The king turns to me. “You have written down your title and the claim to the land?”

“Yes,” I say. I give him the paper and he glances at it.

“I shall speak to Sir William Hastings and ask him to see that this is done,” he says simply. “He will be your advocate.”

It seems to be as easy as that. In one stroke I will be freed from poverty and have a property of my own again; my sons will have an inheritance and I will be no longer a burden on my family. If someone asks for me in marriage, I will come with property. I am no longer a case for charity. I will not have to be grateful for a proposal. I will not have to thank a man for marrying me.

“You are gracious, Sire,” my father says easily, and nods to me.

Obediently I rise from my chair and curtsey low. “I thank you,” I say. “This means everything to me.”

“I shall be a just king,” he says, looking at my father. “I would want no Englishman to suffer for my coming to my throne.”

My father makes a visible effort to silence his reply that some of us have suffered already.

“More wine?” My mother interrupts him swiftly. “Your Grace? Husband?”

“No, I must go,” the king says. “We are mustering troops all over Northamptonshire and equipping them.” He pushes back his chair and we all-my father and brothers, my mother and sisters and I-bob up like puppets to stand as he stands. “Will you show me around the garden before I leave, Lady Elizabeth?”

“I shall be honored,” I say.

My father opens his mouth to offer his company, but my mother says quickly, “Yes, do go, Elizabeth,” and the two of us slip from the room without a companion.

It is as warm as summer as we come from the darkness of the hall, and he offers me his arm and we walk down the steps to the garden, arms linked, in silence. I take the path around the little knot garden and we wind our way, looking at the trim hedges and the neat white stones; but I see nothing. He gathers my hand a little closer under his arm and I feel the warmth of his body. The lavender is coming into flower, and I can smell the scent, sweet as orange blossom, sharp as lemons.

“I have only a little time,” he says. “Somerset and Percy are mustering against me.
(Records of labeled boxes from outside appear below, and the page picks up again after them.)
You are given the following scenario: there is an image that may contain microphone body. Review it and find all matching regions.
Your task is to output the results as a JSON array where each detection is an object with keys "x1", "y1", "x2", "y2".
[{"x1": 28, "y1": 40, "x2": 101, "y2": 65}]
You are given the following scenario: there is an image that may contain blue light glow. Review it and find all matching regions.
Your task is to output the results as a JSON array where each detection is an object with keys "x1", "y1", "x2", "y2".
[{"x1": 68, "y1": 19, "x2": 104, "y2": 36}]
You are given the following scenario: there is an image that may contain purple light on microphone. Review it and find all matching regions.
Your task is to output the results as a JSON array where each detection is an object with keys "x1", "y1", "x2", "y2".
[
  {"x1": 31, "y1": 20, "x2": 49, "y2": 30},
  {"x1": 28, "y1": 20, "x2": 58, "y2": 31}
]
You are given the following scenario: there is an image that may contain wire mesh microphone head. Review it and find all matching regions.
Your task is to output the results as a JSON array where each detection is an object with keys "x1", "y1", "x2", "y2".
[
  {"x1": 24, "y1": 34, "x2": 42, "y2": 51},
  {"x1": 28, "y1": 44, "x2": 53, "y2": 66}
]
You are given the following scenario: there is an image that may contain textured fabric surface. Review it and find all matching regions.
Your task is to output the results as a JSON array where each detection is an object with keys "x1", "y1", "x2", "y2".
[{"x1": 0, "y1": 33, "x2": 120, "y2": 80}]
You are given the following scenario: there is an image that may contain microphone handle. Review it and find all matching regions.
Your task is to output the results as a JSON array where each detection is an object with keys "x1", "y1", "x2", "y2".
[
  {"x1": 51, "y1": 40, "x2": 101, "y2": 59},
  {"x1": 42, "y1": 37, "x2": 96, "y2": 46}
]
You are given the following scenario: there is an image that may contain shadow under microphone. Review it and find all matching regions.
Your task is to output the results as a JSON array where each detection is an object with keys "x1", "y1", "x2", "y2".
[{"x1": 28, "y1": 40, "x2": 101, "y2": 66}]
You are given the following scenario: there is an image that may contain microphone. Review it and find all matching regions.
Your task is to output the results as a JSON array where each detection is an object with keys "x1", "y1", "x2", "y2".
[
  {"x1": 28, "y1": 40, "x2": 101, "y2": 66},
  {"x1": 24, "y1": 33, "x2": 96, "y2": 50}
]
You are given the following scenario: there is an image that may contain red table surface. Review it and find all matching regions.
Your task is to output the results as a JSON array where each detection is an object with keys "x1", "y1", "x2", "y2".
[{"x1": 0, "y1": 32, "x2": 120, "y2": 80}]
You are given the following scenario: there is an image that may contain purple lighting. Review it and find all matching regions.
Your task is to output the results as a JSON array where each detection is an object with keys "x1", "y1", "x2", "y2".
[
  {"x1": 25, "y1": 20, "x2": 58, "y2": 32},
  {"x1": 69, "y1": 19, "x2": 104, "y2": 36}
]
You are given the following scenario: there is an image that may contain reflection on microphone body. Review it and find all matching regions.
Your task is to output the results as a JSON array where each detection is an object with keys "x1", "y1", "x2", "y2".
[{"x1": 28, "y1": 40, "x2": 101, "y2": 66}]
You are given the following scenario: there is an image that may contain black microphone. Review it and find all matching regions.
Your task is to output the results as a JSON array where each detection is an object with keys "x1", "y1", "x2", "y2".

Henry himself will come out of his castle and lead his army if he is in his right mind and can command. Poor soul, they tell me he is in his wits now, but he could lose them again at any moment. The queen must be planning to land an army of Frenchmen in their support and we will have to face the power of France on English soil.”

“I shall pray for you,” I say.

“Death is near us all,” he says seriously. “But it is a constant companion to a king come to his crown through the battlefield, and now riding out to fight again.”

He pauses, and I stop with him. It is very quiet but for a single bird singing. His face is grave. “May I send a page boy to bring you to me tonight?” he asks quietly. “I have a longing for you, Lady Elizabeth Grey, that I have never felt for any woman before. Will you come to me? I ask it not as a king, and not even as a soldier who might die in battle, but as a simple man to the most beautiful woman he has ever seen. Come to me, I beg you, come to me. It could be my last wish. Will you come to me tonight?”